Como se pode observar, trata-se de um verdadeiro protótipo das mais
recentes novelas da televisão, como Dallas, as quais, do ponto de vista
figurativo, não conservam nem uma pálida imagem do conjunto de regras
de composição próprias da encenação do melodrama hollywoodiano clássico:
um rigoroso controle dos valores emotivos e simbólicos dos espaços e
dos objetos; cuidadosa pesquisa dos efeitos da composição plástica e
cromática do enquadramento; sistemática utilização dos efeitos de
intensificação melodramática das situações por meio de um
equilibrado uso da montagem e da música. De Palavras ao vento se
poderia citar a seqüência em que Marylee (Dorothy Malone) interpreta
em sua sala uma dança desenfreada, enquanto uma montagem alternada nos
mostra a simbólica escada da mansão, onde o pai da moça, ao subi-la,
irá encontrar a morte por ataque cardíaco. Contudo,
penso que as mais originais expressões do melodrama cinematográfico
hollywoodiano devem ser buscadas naqueles casos, que aliás não são
raros, em que o gênero não se apresenta em estado puro mas sim
contaminado por outros gêneros, melhor ainda quando mais fortemente
apoiados na tradição cultural americana: com o gênero épico-histórico
em . . . E o vento levou (1939), com o filme noir em Gilda
(1946), com o western em Duelo ao sol (1946) ou Johnny
Guitar (1954). Entre
os gêneros clássicos do cinema americano, noir e western
são seguramente os mais típicos e, não obstante a notável
diversidade da ambientação (o espaço urbano e a “pradaria”),
acham-se intimamente ligados por uma relação de complementaridade. Em
ambos os gêneros o tema central é o conflito entre a lei e o arbítrio,
a inocência e a corrupção, entre as regras da convivência civil
(civilização) e o universo dos sem lei ou fora-da-lei, um mundo
selvagem e primitivo (selvageria). A grande vitalidade e riqueza dos
dois gêneros está em mostrar a incerteza das fronteiras entre o mundo
da civilização e o da selvageria, embora as regras do gênero e o
moralismo codificado imponham sempre um final positivo e edificante. Do
ponto de vista narrativo, o filme western põe em confronto o
colono branco e o índio, a comunidade ordenada com suas regras de vida
e o "fora-da-lei", o "pistoleiro" que vêm perturbar
a ordem; o vingador ou um grupo de vingadores e as vítimas designadas
por uma justiça sumária, que muitas vezes acaba no puro e simples espírito
de vingança sem outra lei senão o fuzil ou o cabresto. Esse
grande tema do precário equilíbrio entre uma lei a ser instituída,
imposta ou conservada e a violência interna ou externa ao grupo ou à
comunidade, encontra sua expressão no universo figurativo do western.

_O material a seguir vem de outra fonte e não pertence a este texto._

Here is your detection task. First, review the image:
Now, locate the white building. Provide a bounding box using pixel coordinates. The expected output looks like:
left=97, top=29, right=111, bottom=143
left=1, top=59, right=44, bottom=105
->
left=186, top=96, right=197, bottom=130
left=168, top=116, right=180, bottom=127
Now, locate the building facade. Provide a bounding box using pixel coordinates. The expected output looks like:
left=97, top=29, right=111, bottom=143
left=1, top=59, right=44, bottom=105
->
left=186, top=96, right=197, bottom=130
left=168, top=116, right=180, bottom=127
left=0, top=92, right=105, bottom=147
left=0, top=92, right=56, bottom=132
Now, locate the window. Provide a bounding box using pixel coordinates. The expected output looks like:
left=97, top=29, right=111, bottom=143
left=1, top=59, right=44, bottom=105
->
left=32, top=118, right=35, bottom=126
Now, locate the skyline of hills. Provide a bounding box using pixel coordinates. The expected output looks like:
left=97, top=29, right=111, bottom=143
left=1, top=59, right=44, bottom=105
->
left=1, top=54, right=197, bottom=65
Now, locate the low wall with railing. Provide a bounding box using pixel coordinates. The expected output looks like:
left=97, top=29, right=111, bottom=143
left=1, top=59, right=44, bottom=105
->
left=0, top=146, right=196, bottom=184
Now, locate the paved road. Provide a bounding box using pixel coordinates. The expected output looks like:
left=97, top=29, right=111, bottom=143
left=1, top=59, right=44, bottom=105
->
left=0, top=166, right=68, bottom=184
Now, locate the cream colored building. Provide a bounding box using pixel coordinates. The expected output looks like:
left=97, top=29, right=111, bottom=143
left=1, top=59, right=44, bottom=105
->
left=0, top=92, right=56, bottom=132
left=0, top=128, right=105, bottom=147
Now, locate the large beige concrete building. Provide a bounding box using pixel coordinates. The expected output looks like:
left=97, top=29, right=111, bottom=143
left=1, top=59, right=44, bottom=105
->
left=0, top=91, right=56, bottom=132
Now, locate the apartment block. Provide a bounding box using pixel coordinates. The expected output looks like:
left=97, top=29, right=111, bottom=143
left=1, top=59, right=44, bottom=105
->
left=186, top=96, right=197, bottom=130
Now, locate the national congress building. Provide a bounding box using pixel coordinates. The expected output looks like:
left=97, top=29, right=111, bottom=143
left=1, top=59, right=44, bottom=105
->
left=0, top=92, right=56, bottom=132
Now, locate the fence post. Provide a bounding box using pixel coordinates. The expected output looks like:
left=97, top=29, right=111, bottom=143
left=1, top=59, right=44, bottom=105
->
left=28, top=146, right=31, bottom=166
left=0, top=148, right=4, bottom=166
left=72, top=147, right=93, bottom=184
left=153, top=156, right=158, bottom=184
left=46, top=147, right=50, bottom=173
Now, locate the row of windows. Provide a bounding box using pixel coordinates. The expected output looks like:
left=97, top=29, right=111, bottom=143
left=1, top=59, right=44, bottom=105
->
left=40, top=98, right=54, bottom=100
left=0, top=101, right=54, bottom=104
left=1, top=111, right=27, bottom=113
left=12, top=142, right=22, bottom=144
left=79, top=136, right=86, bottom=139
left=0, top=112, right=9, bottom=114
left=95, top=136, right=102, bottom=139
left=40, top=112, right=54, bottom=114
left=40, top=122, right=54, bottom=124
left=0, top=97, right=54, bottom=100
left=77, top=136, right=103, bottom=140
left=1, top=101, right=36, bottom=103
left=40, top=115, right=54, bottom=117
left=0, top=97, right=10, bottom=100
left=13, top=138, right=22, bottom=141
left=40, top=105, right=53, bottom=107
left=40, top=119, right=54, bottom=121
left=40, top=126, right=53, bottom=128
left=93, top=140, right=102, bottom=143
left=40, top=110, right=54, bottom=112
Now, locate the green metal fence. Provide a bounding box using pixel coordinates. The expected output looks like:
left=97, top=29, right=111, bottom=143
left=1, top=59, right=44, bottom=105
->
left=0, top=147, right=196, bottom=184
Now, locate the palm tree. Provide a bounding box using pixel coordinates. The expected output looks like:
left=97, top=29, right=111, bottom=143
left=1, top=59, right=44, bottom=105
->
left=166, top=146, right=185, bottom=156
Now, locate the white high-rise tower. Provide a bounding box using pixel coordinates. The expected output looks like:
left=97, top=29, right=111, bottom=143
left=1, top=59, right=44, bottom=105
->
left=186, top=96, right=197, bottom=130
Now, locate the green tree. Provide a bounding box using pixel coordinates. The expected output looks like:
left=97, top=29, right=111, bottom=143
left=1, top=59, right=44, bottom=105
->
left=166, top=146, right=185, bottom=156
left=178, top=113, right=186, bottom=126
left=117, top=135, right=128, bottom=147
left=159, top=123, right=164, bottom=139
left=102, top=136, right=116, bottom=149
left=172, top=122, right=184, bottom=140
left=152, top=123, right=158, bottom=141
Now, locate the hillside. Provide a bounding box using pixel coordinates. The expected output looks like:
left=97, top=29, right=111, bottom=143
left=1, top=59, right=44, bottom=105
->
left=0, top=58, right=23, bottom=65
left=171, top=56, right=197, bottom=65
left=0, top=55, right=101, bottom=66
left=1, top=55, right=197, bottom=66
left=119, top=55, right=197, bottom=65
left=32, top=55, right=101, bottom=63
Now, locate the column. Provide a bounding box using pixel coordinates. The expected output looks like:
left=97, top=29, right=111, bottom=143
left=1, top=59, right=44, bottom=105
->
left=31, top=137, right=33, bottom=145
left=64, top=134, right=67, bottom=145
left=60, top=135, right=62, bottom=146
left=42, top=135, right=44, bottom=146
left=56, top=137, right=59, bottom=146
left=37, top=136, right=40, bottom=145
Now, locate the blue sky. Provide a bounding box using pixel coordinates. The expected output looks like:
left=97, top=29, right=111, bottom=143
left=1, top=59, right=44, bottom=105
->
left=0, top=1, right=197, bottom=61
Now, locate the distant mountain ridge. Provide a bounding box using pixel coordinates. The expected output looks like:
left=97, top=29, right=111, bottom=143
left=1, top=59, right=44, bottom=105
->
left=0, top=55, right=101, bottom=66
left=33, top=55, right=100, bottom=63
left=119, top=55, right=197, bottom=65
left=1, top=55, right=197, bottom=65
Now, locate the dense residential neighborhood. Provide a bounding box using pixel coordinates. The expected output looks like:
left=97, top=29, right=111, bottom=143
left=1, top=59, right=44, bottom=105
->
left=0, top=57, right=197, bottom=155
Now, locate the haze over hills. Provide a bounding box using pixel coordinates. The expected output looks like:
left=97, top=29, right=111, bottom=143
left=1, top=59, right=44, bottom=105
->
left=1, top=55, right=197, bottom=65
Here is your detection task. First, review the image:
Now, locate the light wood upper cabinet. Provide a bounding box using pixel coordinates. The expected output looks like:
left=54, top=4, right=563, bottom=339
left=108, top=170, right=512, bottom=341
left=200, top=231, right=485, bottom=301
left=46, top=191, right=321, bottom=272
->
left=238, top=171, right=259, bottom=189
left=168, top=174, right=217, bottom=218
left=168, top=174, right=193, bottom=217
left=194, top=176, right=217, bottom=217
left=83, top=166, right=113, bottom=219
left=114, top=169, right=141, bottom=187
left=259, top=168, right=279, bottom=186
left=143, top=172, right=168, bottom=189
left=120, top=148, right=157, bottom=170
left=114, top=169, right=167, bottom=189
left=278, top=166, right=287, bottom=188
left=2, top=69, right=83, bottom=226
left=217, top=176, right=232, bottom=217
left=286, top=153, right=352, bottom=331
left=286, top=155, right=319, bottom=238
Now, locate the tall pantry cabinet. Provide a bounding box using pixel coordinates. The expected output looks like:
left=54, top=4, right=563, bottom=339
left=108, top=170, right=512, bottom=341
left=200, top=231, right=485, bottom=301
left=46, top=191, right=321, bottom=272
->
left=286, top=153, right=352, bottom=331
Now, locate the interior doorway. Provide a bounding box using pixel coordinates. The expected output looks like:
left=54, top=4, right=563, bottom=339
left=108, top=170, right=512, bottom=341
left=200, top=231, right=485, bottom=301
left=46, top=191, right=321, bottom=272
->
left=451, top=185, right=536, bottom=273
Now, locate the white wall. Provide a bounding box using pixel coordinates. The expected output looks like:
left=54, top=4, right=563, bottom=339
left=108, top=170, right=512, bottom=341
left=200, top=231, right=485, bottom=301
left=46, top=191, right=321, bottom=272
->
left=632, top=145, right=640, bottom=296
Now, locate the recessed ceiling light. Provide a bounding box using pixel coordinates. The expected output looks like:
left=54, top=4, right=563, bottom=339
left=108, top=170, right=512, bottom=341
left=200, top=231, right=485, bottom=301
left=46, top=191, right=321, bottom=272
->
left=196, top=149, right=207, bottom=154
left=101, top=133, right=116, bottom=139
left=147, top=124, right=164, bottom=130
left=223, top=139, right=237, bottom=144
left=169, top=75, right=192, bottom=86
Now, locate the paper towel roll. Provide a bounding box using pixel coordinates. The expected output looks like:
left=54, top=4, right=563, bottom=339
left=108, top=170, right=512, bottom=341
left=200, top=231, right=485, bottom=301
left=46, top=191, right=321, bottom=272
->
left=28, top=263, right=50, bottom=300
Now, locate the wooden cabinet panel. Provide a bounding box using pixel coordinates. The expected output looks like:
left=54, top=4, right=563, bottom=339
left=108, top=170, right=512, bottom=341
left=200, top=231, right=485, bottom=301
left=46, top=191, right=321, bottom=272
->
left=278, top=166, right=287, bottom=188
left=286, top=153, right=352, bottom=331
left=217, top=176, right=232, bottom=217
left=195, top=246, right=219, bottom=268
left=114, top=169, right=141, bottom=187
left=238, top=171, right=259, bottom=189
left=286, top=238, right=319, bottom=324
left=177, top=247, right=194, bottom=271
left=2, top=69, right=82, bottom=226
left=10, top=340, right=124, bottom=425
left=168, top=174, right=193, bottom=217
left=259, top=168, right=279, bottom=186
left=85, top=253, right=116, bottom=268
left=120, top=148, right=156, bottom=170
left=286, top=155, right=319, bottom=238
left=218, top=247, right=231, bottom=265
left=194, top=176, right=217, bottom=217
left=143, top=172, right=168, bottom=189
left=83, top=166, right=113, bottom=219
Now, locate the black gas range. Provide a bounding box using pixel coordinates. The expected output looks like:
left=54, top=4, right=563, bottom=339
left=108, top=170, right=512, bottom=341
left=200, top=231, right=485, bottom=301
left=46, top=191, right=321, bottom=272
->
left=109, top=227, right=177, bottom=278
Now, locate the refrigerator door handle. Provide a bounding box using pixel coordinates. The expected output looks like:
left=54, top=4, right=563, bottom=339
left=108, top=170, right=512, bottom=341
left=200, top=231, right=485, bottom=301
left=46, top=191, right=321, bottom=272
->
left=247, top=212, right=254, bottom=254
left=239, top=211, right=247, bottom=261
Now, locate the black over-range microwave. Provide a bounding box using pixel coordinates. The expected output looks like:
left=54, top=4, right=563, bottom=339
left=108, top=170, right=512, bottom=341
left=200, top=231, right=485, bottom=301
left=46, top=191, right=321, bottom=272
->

O espaço do western é o espaço da "fronteira", um
dos "mitos fundadores da nação americana", retomando o título
de um famoso estudo de E. Marienstras (1976). A
fronteira é a perene mobilidade dos confins, a quimera da conquista de
um novo território e da aventura. O espaço do Oeste é um espaço
perenemente descentralizado. O próprio herói do Oeste entra em ação
vindo não se sabe de onde e abandonando a cena no final: trata-se
literalmente de uma passagem. Se a ordem e a lei são restabelecidas, se
trata sempre de uma estabilidade em que não há lugar para o herói,
que no fim sempre vai embora. Freqüentemente, ele deixa uma mulher que
o ama: a mulher, símbolo de estabilidade, se contrapõe o cavalo,
promessa de aventura e solidão para o herói: no final de Paixão de
fortes (1946), de John Ford, Clementine (Cathy Downs) permanece na
cidade do interior como professora, enquanto Wyatt (Henry Fonda) retoma
sua viagem em direção a novas aventuras. O espaço do western
está estruturado e medido na base do movimento, da transição, das
mutações. A planície atravessada pela caravana dos colonos; os vaus
para o gado; as passagens dos canyons com os perigos das
emboscadas; a main street sobre a qual converge a vida da cidade
ou da aldeia, mas sempre considerada lugar de passagem e de transição:
aqui, por exemplo, acontecem as correrias dos fora-da-lei entre o banco
e o saloon, aqui param aventureiros e aqui ocorrem os acertos de
conta, aqui convivem a necessidade de estabilidade e a mobilidade da
fronteira. Mas o espaço que resume e melhor simboliza a mobilidade do
Oeste é o da ghost town, a "cidade fantasma"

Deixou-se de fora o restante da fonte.